Seems like `context.csrf` is being set without me doing anything

[joegalley]

I am debugging my project and have a breakpoint set at this line: https://github.com/koajs/csrf/blob/master/src/index.js#L56

Now when I evaluate (ctx.csrf), I get a value back. However I am not sending a CSRF token anywhere in my application..all I've done is set Koa to use the CSRF middleare..I haven't embedded _csrf in a hidden form field anywhere, nor have I appended a csrf token to any of my requests. So my question is, how is ctx.csrf already set?

[stephenmathieson]

Yes, the token is set whether or not you send it. This library asserts that the token was provided by the user.

It's clear that a "real" example is necessary here. I'll see if I can throw something together in shortly.

[joegalley]

@stephenmathieson Awesome, thank you

[joegalley]

When you say this library asserts that the token "was provided by the user", this validation is happening when you compare the submitted csrf token to the ctx.session.secret, right? So is a new csrf token generated for every context, and validated against the session secret?

If this is the case, I don't see why we need to store the token client-side (in a hidden form field)

[stephenmathieson]

The token is salted with the secret. The token is unique per request/session. You need to pass the token to your client so it can send it back. The token validates that the user is who the user is claiming to be.

I think there's a misunderstanding of what this module helps you do. Are you familiar with what CSRF is? A good read/silly read is https://dev.to/rtfeldman/defense-against-the-dark-arts-csrf-attacks.

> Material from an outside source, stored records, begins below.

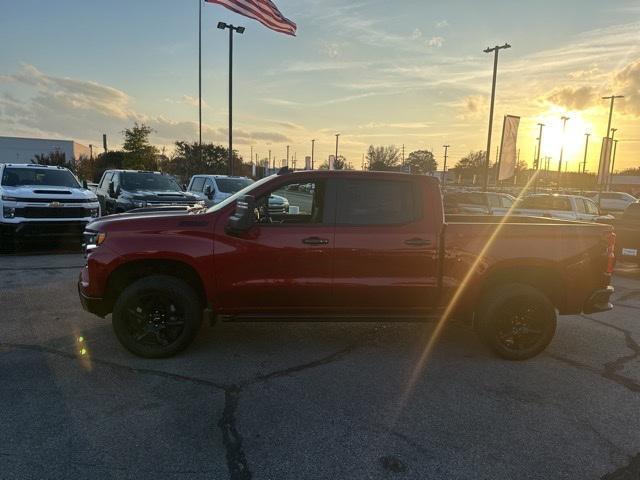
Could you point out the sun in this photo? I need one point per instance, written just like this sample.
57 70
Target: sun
572 140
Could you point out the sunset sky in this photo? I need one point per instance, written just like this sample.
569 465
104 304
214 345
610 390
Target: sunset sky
379 72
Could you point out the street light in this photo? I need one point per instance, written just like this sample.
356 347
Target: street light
564 126
495 49
586 146
444 168
240 30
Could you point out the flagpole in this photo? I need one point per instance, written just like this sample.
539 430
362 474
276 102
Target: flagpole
200 78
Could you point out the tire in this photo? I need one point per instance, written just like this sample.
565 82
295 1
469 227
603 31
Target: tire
157 316
516 321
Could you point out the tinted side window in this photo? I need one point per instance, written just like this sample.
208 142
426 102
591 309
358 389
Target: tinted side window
197 184
106 179
377 202
592 208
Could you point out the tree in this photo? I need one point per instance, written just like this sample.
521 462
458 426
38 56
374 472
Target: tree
470 165
139 153
339 163
187 161
383 158
422 162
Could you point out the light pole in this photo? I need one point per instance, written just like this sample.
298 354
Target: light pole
240 30
586 146
613 162
444 168
313 144
564 125
495 49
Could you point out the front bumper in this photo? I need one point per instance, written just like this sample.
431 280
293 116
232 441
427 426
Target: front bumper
45 228
599 301
94 305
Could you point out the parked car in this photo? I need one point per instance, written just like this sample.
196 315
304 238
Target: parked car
627 229
371 245
613 202
212 189
478 203
40 200
123 190
565 207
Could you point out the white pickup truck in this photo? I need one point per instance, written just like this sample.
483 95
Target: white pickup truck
40 200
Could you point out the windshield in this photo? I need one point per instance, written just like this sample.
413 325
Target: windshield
16 177
148 181
232 185
245 191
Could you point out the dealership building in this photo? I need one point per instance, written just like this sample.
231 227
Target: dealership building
24 150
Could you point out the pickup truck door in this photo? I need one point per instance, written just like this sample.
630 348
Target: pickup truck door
385 256
283 266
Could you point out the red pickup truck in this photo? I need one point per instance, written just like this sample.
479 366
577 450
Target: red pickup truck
352 246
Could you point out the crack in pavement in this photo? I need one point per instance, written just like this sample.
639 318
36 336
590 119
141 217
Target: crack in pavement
610 369
630 471
231 439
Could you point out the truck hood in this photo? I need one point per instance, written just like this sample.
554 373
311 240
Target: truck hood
151 195
142 219
48 192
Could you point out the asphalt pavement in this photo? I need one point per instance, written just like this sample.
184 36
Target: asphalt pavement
308 401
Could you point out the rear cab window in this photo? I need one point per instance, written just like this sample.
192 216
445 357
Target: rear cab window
378 202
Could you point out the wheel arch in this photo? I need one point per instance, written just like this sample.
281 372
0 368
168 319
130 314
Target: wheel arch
127 273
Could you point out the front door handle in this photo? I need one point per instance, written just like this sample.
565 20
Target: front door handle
315 241
417 242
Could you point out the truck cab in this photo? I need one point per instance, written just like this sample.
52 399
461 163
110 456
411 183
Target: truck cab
42 200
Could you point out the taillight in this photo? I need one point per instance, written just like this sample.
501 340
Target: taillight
611 252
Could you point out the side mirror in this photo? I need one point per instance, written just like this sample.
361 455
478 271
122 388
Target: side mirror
244 218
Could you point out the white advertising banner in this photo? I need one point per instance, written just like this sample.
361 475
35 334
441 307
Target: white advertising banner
605 161
508 150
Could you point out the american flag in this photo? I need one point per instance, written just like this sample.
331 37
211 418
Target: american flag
262 10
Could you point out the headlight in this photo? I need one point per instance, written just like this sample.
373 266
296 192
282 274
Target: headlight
94 239
8 212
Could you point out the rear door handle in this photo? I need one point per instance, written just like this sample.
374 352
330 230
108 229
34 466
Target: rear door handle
417 242
315 241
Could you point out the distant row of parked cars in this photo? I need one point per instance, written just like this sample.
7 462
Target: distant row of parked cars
616 208
40 200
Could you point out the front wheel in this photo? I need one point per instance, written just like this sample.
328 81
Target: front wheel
157 316
516 321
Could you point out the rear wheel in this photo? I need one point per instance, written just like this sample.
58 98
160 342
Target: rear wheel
516 321
157 316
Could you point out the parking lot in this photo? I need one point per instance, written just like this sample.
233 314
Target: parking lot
298 400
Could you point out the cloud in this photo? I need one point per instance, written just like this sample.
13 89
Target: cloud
435 42
83 110
627 82
574 98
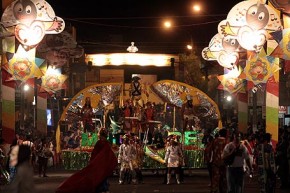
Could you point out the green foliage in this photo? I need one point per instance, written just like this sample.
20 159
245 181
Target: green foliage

I think it does a pretty good job at explaining what CSRF is/why you should protect against it.

[joegalley]

I understand what CSRF protection does, I think I'm confused as to how long one particular csrf token is supposed to last. Should I be sending a new token with every request, or could I save a token when first loading the site, and keep sending that token back with each request (for as long as the user's session lasts)?

[stephenmathieson]

The token is valid for the duration of the user’s session in SPAs and for each request otherwise. Basically any time we can create a new token, we will.